While the Iraq war is all about the “endgame of globalization,” part of this equation is the massive state funding of Halliburton and Blackwater and other multinationals to orchestrate a reconstruction. That this reconstruction has proven an utter failure is of only secondary concern – indeed, as long as the state keeps funding accumulation through multi-billion dollar contracts to these and other corporations, failure simply establishes the conditions for further investment.

The scary truth is that the US increasingly runs on a war economy.  The faster things get used up, the faster they need to be replaced.

China’s cities today seem to me to be militarized very much in support of capital accumulation. The militarization of New York since the Giuliani era may seem softer but it is very much aimed at pacifying the city for sake of attracting business and tourists even as the lurching economy creates more and more poor people, even homeless people, who have to be “pacified.”

Business centers in large cities are now heavily fortified with lots of Orwellian monitoring and security. Poor people need not enter.

That Blackwater and Halliburton were so quickly into New Orleans, as we now know, alongside – and in some cases in charge of the military (National Guard) – simply confirms the breadth of the connections between militarization and economic opportunity. The reconstruction of New Orleans and the Gulf Coast is being used, in fact, as an opportunity to reconstruct a social geography without many of the working class poor who had been ghettoized there in the past.

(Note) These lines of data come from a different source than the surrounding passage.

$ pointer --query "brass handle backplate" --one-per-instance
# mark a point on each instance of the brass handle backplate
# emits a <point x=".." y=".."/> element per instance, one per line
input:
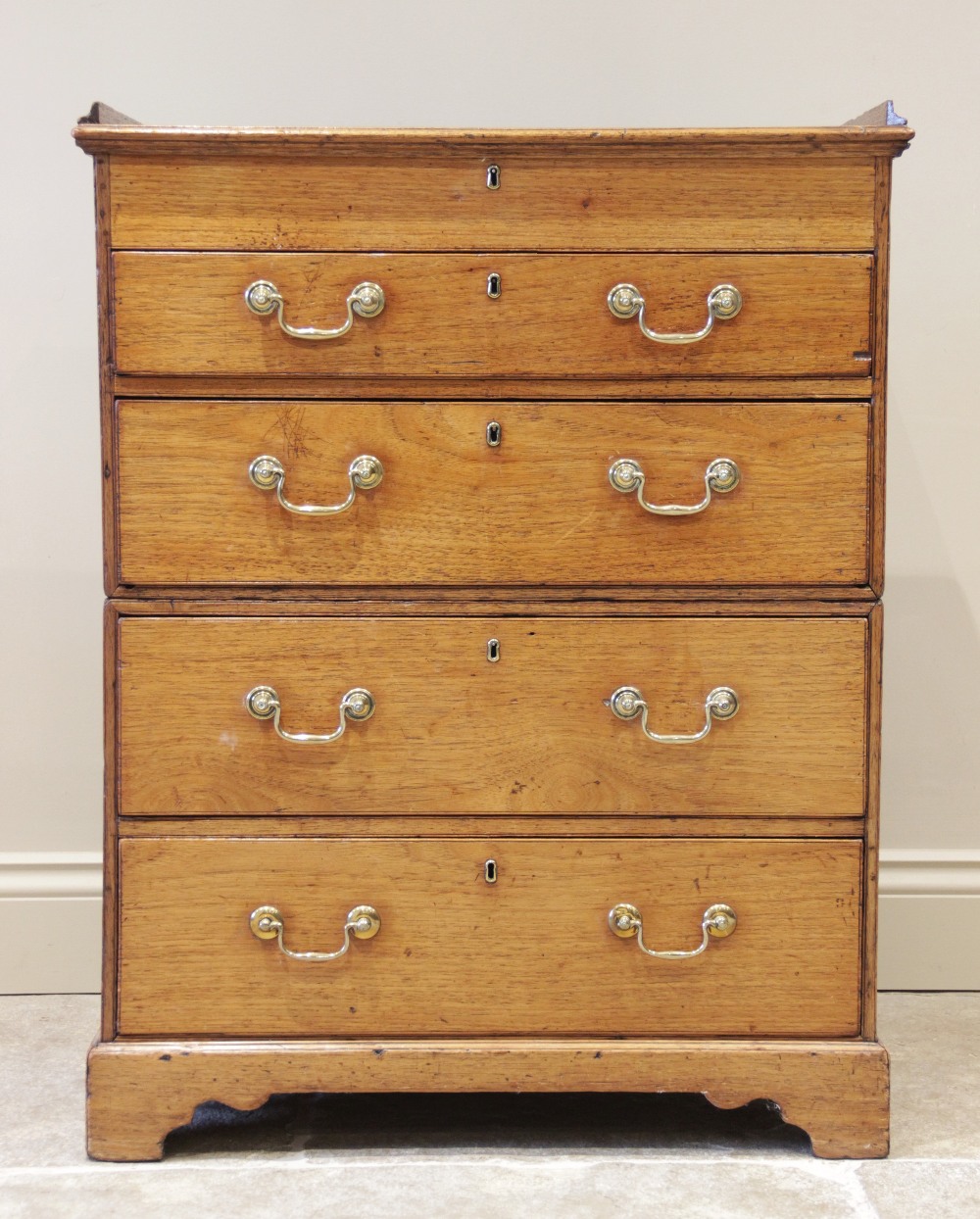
<point x="626" y="703"/>
<point x="269" y="473"/>
<point x="365" y="300"/>
<point x="720" y="477"/>
<point x="625" y="301"/>
<point x="264" y="704"/>
<point x="268" y="923"/>
<point x="716" y="923"/>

Get rid of the NoLa poor and build pricey condos where their homes had been.

3 Comments

  1. “That this reconstruction has proven an utter failure is of only secondary concern – indeed, as long as the state keeps funding accumulation through multi-billion dollar contracts to these and other corporations, failure simply establishes the conditions for further investment.”

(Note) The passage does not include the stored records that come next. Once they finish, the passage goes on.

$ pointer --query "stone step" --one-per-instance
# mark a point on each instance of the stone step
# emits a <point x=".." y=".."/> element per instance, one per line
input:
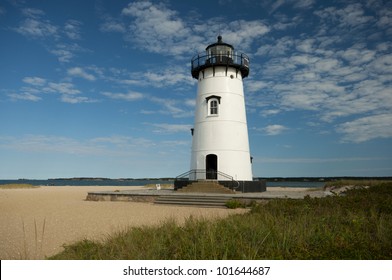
<point x="206" y="186"/>
<point x="203" y="201"/>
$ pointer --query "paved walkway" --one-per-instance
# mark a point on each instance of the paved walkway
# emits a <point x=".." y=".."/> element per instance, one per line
<point x="271" y="193"/>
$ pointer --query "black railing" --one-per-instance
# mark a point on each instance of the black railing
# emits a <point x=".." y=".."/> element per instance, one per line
<point x="238" y="61"/>
<point x="203" y="174"/>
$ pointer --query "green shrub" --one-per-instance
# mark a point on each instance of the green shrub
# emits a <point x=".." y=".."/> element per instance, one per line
<point x="355" y="226"/>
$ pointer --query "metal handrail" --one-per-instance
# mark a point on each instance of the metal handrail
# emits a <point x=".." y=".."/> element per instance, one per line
<point x="187" y="175"/>
<point x="202" y="61"/>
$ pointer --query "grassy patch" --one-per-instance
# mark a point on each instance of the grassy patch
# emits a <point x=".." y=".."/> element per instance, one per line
<point x="163" y="186"/>
<point x="357" y="183"/>
<point x="355" y="226"/>
<point x="17" y="186"/>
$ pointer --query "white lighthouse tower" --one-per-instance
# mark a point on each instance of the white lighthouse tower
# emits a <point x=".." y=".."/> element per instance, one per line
<point x="220" y="145"/>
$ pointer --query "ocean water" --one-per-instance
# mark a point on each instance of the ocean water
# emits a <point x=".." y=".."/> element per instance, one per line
<point x="140" y="182"/>
<point x="85" y="182"/>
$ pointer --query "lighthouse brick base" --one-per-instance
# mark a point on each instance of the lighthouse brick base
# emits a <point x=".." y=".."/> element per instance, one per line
<point x="237" y="186"/>
<point x="220" y="144"/>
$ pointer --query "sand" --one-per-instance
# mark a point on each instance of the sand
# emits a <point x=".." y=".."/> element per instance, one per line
<point x="35" y="223"/>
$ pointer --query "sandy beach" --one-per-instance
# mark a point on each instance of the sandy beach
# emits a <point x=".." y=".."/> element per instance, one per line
<point x="35" y="223"/>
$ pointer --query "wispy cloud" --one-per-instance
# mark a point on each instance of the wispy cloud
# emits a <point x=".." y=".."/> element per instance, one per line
<point x="129" y="96"/>
<point x="81" y="73"/>
<point x="333" y="72"/>
<point x="37" y="87"/>
<point x="274" y="129"/>
<point x="35" y="81"/>
<point x="155" y="27"/>
<point x="36" y="28"/>
<point x="367" y="128"/>
<point x="171" y="128"/>
<point x="72" y="29"/>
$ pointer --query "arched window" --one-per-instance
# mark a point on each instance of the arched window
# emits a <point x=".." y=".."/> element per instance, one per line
<point x="213" y="102"/>
<point x="213" y="107"/>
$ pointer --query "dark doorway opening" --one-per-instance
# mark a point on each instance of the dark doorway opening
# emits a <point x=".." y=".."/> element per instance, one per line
<point x="211" y="167"/>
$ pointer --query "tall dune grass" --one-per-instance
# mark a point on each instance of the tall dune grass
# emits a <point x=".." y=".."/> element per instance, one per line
<point x="355" y="226"/>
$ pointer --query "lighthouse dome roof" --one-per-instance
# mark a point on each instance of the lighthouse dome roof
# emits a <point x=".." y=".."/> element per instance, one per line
<point x="220" y="43"/>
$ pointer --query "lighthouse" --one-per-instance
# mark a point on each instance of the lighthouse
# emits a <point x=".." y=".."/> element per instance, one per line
<point x="220" y="144"/>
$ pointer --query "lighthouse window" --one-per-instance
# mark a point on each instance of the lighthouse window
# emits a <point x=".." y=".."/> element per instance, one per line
<point x="213" y="107"/>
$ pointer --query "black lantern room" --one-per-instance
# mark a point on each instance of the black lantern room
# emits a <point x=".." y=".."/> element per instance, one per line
<point x="220" y="54"/>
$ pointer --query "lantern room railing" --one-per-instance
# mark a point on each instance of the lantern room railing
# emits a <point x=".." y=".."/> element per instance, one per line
<point x="203" y="61"/>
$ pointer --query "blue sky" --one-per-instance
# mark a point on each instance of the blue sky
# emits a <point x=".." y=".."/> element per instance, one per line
<point x="103" y="88"/>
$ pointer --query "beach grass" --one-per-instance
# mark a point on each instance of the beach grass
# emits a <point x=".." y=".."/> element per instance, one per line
<point x="356" y="225"/>
<point x="17" y="186"/>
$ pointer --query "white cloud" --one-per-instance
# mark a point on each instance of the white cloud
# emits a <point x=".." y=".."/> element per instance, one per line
<point x="72" y="99"/>
<point x="36" y="28"/>
<point x="112" y="26"/>
<point x="33" y="12"/>
<point x="72" y="29"/>
<point x="171" y="128"/>
<point x="274" y="129"/>
<point x="130" y="96"/>
<point x="156" y="28"/>
<point x="79" y="72"/>
<point x="35" y="81"/>
<point x="24" y="96"/>
<point x="63" y="54"/>
<point x="367" y="128"/>
<point x="64" y="88"/>
<point x="303" y="4"/>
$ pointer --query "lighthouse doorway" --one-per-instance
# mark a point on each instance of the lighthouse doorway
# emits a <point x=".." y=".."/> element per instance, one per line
<point x="212" y="167"/>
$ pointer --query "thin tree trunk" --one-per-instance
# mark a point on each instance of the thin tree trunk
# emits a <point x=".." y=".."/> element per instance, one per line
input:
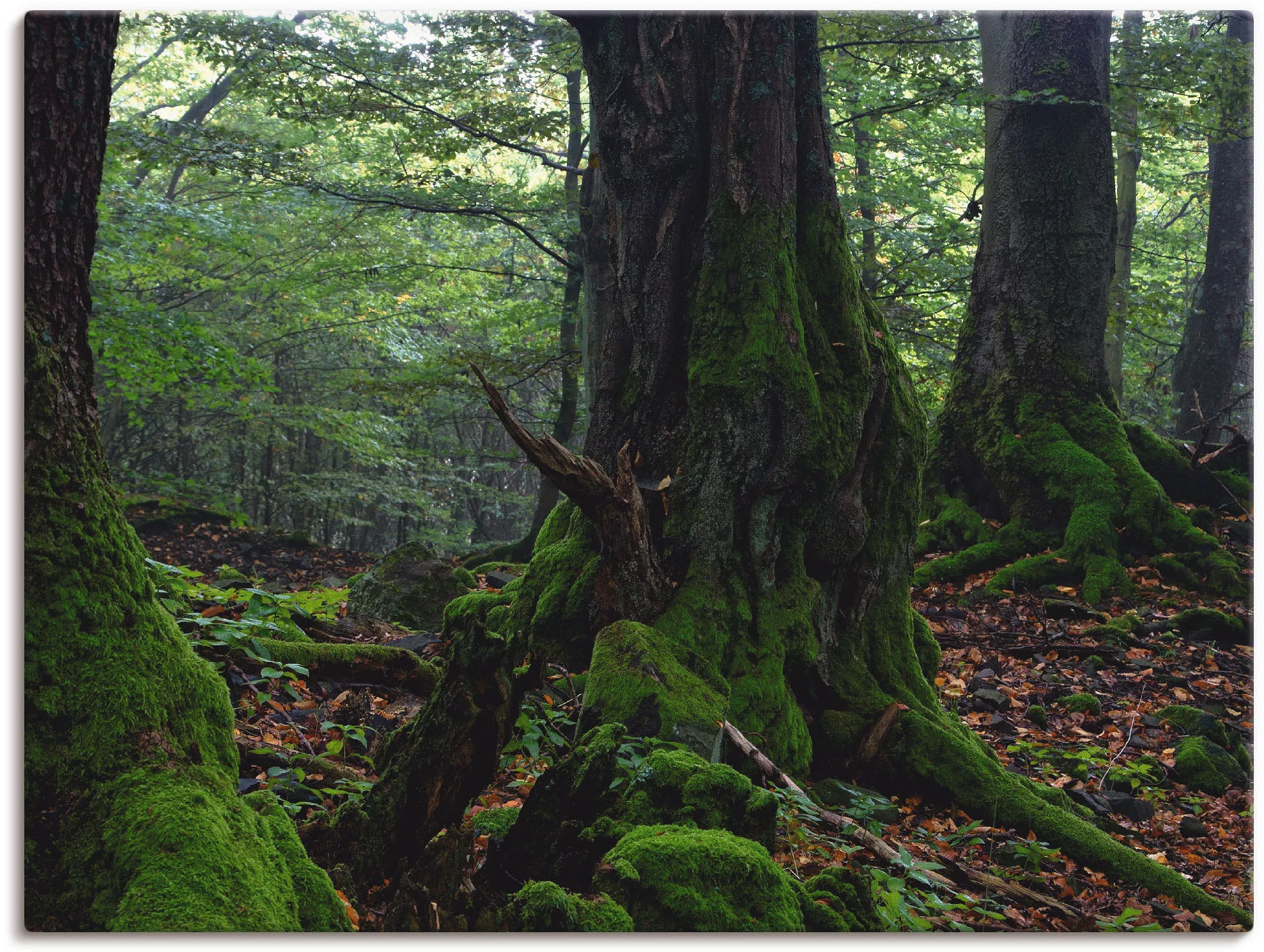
<point x="865" y="199"/>
<point x="1212" y="337"/>
<point x="132" y="815"/>
<point x="1129" y="158"/>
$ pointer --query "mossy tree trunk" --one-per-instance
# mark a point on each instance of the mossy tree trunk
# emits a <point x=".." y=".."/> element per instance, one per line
<point x="132" y="815"/>
<point x="1212" y="335"/>
<point x="744" y="359"/>
<point x="1129" y="158"/>
<point x="1031" y="430"/>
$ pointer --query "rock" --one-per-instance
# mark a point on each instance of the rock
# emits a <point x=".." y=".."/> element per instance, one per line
<point x="1196" y="723"/>
<point x="1207" y="767"/>
<point x="498" y="580"/>
<point x="1124" y="806"/>
<point x="1192" y="827"/>
<point x="652" y="684"/>
<point x="408" y="587"/>
<point x="987" y="700"/>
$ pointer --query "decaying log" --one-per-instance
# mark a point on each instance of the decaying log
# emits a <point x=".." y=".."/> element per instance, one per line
<point x="631" y="583"/>
<point x="884" y="851"/>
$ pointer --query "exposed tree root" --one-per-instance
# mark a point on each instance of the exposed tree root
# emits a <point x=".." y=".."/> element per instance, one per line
<point x="1072" y="479"/>
<point x="884" y="851"/>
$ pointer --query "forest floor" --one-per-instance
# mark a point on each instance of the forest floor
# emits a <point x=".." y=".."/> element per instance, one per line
<point x="1010" y="649"/>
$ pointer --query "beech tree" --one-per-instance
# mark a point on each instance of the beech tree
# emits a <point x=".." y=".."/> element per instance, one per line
<point x="1031" y="431"/>
<point x="132" y="813"/>
<point x="736" y="542"/>
<point x="1212" y="337"/>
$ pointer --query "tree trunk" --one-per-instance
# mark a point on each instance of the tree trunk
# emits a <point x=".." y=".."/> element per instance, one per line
<point x="744" y="360"/>
<point x="132" y="815"/>
<point x="566" y="422"/>
<point x="865" y="196"/>
<point x="1031" y="430"/>
<point x="1212" y="335"/>
<point x="1129" y="151"/>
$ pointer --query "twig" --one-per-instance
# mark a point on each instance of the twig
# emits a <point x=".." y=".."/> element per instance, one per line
<point x="284" y="712"/>
<point x="884" y="851"/>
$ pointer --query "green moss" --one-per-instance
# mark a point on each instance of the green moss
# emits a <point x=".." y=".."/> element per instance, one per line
<point x="943" y="754"/>
<point x="1210" y="624"/>
<point x="496" y="821"/>
<point x="678" y="787"/>
<point x="553" y="602"/>
<point x="644" y="679"/>
<point x="678" y="879"/>
<point x="953" y="526"/>
<point x="840" y="899"/>
<point x="546" y="907"/>
<point x="132" y="815"/>
<point x="1081" y="703"/>
<point x="510" y="568"/>
<point x="1195" y="722"/>
<point x="408" y="587"/>
<point x="1207" y="767"/>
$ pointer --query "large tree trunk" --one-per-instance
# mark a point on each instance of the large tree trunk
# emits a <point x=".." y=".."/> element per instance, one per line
<point x="1212" y="335"/>
<point x="1129" y="151"/>
<point x="132" y="815"/>
<point x="744" y="359"/>
<point x="1031" y="431"/>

    Another indication that our government’s goal in the Iraq War may not be to win, but to keep fighting.

  2. I don’t quite understand the verbiage of capital accumulation, but then, I don’t understand much of what I read.

    It strikes me that the Bush administration is very much like 18th century England, where political favorites are awarded monopolies without bidding or competition in return for political support. It’s ironic that Federalist Society “original intentionists” sit on the boards of the companies benefiting from such largesse, since the Founding Fathers would be fuming at such an abuse of power and, more than 200 years ago, accurately predicted and diagnosed the political and moral corruption that would flow from such an arrangement.

    My sense is that the Bushies are so cynical about government that they don’t CARE whether their spending is effective, as long as it goes to their allies. Consider it embezzlement on a grand scale. In theory, they could accomplish as much (more, really, if you think about it) if they kept their expenditures domestic, since it would not piss off people around the world, which is usually an appropriate goal of a large power (NOT to piss people off, that is; why make yourself a target?) It would be interesting to explore why Americans, currently unique among the economically developed capitalistic countries of the world, feel that war is the answer, and that all these resources flow into a comparatively unproductive sector of the economy.

  3. “why make yourself a target?”

    That is exactly the point. FDR needed Pearl Harbor to get the U.S. into WWII (and I’m not saying he planned it, only that he knew an attack was inevitable based on U.S. policy toward Japan).

    Look how the Bush administration has benefitted from 9/11. Before, they were an incompetent administration without an issue. They even DISMANTLED Clinton’s anti-terror preparations. But once 9/11 hit, they had an excuse to (1) clamp down on freedoms, (2) call their opponents unpatriotic and demand American support, and (3) funnel vast sums of tax dollars, much of it borrowed, to their cronies. This can only continue as long as a threat can be adequately demonstrated.

    Why make yourself a target? Why does a self-serving Randian capitalist do ANYTHING? For money and power!